6. Run completion behavior:

  • After all actions finish, the app shows a completion dialog popup with final status and log name.

  • The full execution log is saved under static/logs/ (for example: static/logs/run_<timestamp>_<id>.txt).

  • Example completion screenshot:

    Run completion dialog

7. Common errors and fixes

  1. source: no such file or directory: .venv/bin/activate
  • You have not created venv yet.
  • Run: python3 -m venv .venv
  1. zsh: command not found: uvicorn
  • Dependencies were not installed in the active venv.
  • Run: source .venv/bin/activate && pip install -r requirements.txt
  1. AssertionError: jinja2 must be installed
  • jinja2 missing.
  • Run: pip install -r requirements.txt (or pip install jinja2)
  1. ModuleNotFoundError for Gemini / Google SDK
  • google-genai missing.
  • Run: pip install -r requirements.txt
  1. POST /api/screen_size returns 500
  • Usually macOS permissions issue, or running an old code version.
  • Check permissions listed in section 5.
  • Confirm you are on latest local-only code.
  1. First OCR call is slow (or times out once)
  • This can happen on first run while Swift/Vision warms up.
  • Retry once; subsequent OCR calls are typically much faster.
  1. Unexpected SSH password prompt
  • This means you are likely running an older remote-enabled version.
  • Pull latest code and restart server.

8. Security notes

  • Do not commit real API keys or machine-specific secrets.
  • Keep config.json local and sanitized.
  • Use config.example.json as template for sharing.

9. End-to-end example (planning + click logic)

Example prompt:

Open https://www.google.com in Chrome and then create a new tab, then move to the tab on the left, input wiki in this tab then search. On the results page, click the lowest (bottom-most) Wikipedia result visible on screen.
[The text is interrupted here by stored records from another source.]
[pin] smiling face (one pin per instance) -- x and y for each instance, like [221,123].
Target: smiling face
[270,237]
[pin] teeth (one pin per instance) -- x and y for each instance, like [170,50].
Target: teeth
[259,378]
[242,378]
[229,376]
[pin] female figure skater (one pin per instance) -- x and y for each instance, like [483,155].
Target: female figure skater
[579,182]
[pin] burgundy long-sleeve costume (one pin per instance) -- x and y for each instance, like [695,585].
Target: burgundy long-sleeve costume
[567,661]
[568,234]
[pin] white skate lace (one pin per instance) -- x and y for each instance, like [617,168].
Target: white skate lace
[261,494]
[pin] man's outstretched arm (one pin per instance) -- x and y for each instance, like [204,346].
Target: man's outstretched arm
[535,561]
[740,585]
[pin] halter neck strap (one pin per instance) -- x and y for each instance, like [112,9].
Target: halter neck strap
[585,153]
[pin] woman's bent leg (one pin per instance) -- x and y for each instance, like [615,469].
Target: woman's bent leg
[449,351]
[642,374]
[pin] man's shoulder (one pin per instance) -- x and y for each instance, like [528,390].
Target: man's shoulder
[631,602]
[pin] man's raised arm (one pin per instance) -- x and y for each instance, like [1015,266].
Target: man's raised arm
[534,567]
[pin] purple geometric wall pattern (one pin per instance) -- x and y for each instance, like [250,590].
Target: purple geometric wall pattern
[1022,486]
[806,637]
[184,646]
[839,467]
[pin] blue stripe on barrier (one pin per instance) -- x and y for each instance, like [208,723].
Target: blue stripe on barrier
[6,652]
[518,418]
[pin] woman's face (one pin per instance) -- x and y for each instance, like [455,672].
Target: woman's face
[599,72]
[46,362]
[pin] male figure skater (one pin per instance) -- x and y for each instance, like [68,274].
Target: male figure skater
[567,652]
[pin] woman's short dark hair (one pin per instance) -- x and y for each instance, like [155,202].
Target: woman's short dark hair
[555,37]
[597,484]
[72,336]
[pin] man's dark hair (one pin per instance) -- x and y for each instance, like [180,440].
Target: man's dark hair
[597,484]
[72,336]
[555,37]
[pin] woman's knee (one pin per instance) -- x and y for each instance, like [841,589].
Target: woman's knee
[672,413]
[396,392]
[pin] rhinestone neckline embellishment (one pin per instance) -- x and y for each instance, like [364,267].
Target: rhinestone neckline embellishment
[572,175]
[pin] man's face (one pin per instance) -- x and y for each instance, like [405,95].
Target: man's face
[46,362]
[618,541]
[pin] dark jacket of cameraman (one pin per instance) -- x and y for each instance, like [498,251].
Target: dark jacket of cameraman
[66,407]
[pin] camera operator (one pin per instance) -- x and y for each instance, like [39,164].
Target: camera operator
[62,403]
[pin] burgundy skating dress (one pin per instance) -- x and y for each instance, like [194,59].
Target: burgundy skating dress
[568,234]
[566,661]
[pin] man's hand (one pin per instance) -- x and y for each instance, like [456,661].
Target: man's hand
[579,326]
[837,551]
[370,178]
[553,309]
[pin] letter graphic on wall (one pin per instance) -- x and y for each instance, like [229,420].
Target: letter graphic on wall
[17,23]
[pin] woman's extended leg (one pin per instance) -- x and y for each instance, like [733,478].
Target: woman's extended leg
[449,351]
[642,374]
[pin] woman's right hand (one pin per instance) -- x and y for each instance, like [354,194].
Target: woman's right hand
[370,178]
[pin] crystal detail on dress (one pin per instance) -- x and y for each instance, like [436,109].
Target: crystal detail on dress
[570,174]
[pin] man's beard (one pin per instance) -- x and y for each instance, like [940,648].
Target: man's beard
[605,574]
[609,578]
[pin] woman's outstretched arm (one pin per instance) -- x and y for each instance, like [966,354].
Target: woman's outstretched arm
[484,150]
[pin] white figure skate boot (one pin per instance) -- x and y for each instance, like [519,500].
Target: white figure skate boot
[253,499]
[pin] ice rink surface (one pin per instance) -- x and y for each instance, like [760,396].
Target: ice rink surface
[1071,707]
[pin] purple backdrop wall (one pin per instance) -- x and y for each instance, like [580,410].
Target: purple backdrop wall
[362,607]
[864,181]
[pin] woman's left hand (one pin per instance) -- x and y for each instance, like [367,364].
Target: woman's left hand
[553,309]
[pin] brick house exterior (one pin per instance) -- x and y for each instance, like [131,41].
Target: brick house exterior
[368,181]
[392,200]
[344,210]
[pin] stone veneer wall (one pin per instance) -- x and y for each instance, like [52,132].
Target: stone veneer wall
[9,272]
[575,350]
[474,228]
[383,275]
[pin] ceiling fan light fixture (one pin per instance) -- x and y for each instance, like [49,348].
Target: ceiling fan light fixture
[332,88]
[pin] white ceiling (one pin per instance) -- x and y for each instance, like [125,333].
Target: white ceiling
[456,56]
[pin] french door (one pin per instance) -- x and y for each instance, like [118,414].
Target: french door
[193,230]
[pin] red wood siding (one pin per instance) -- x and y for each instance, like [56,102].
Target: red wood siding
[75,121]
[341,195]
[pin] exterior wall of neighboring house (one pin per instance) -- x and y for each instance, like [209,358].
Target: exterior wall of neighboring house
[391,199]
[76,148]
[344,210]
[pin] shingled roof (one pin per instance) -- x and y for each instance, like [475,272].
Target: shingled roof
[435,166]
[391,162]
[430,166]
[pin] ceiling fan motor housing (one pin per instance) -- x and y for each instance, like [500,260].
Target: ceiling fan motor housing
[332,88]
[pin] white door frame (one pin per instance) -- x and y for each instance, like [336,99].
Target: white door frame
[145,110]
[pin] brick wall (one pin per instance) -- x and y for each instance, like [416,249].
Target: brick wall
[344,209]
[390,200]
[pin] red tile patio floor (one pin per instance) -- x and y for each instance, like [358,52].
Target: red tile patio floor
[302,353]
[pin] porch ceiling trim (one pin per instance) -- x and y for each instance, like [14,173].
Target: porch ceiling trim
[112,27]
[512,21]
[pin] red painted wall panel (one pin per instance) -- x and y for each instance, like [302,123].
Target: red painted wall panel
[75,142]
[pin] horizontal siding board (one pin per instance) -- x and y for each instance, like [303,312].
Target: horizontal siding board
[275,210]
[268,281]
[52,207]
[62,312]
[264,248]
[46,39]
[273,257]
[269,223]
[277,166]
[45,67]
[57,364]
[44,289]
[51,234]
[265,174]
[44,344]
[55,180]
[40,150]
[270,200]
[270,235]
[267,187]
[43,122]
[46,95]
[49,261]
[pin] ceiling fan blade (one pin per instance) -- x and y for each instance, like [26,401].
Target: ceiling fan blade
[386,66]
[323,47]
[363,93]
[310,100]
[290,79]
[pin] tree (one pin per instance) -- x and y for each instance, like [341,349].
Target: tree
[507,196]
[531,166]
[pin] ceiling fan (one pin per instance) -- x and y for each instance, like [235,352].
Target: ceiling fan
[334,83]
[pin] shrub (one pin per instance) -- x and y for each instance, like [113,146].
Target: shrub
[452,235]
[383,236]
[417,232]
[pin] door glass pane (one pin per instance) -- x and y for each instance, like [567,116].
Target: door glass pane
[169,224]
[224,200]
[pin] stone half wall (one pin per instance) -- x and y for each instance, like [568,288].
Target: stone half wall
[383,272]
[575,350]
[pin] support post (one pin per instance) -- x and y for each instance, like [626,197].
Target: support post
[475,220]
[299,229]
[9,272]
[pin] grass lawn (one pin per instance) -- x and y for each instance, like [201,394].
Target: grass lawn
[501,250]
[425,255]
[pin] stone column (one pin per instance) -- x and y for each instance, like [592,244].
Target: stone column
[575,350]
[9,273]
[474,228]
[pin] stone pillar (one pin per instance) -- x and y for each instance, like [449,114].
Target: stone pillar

No scrolling.

What happens in this project:

  1. Planner stage
  • You click Run.
  • /api/plan_actions sends your natural language prompt to Gemini.
  • Gemini returns structured batches/actions (not raw UI clicks yet), such as:
    • open URL
    • keyboard shortcuts (new tab / go to tab 1)
    • type text + enter
    • plan_again / click_at style actions for visual selection
  1. Execution stage
  • The app runs actions locally via AppleScript/JXA.
  • After key steps (especially before visual clicks), it captures a fresh screenshot.
  • The run log is written to static/logs/... and shown in UI.
  1. Click logic (important)
  • For click actions, the app does OCR on the latest screenshot and extracts visible text tokens with bounding boxes.
  • If the click target text is unique, it computes the center point and clicks directly.
  • If multiple matches exist, it enters disambiguation:
    • generates an annotated image (numbered/marked candidates; “draw circles/boxes” style targeting aid),
    • asks Gemini to choose the best candidate index using the screenshot + context prompt,
    • executes click on the chosen candidate center.
  • If page state is not ready or occluded, it may trigger a recovery branch (re-plan or occlusion resolution) and continue.
  1. Why this is robust for “lowest Wikipedia result”
  • The instruction “bottom-most visible result” is treated as a visual grounding problem, not just text matching.
  • OCR tokens provide concrete on-screen candidates.
  • Candidate annotation + Gemini selection adds a second pass when simple exact match is ambiguous.
  • This reduces wrong clicks caused by duplicate text (e.g., multiple “Wikipedia” labels on one page).

Tips for better reliability with this type of prompt:

  • Include constraints like No scrolling, visible on screen, bottom-most.
  • Keep target text explicit (Wikipedia result) rather than vague (click that one).
  • If there are repeated labels, include nearby context in prompt (for example: “in search results list, not top nav”).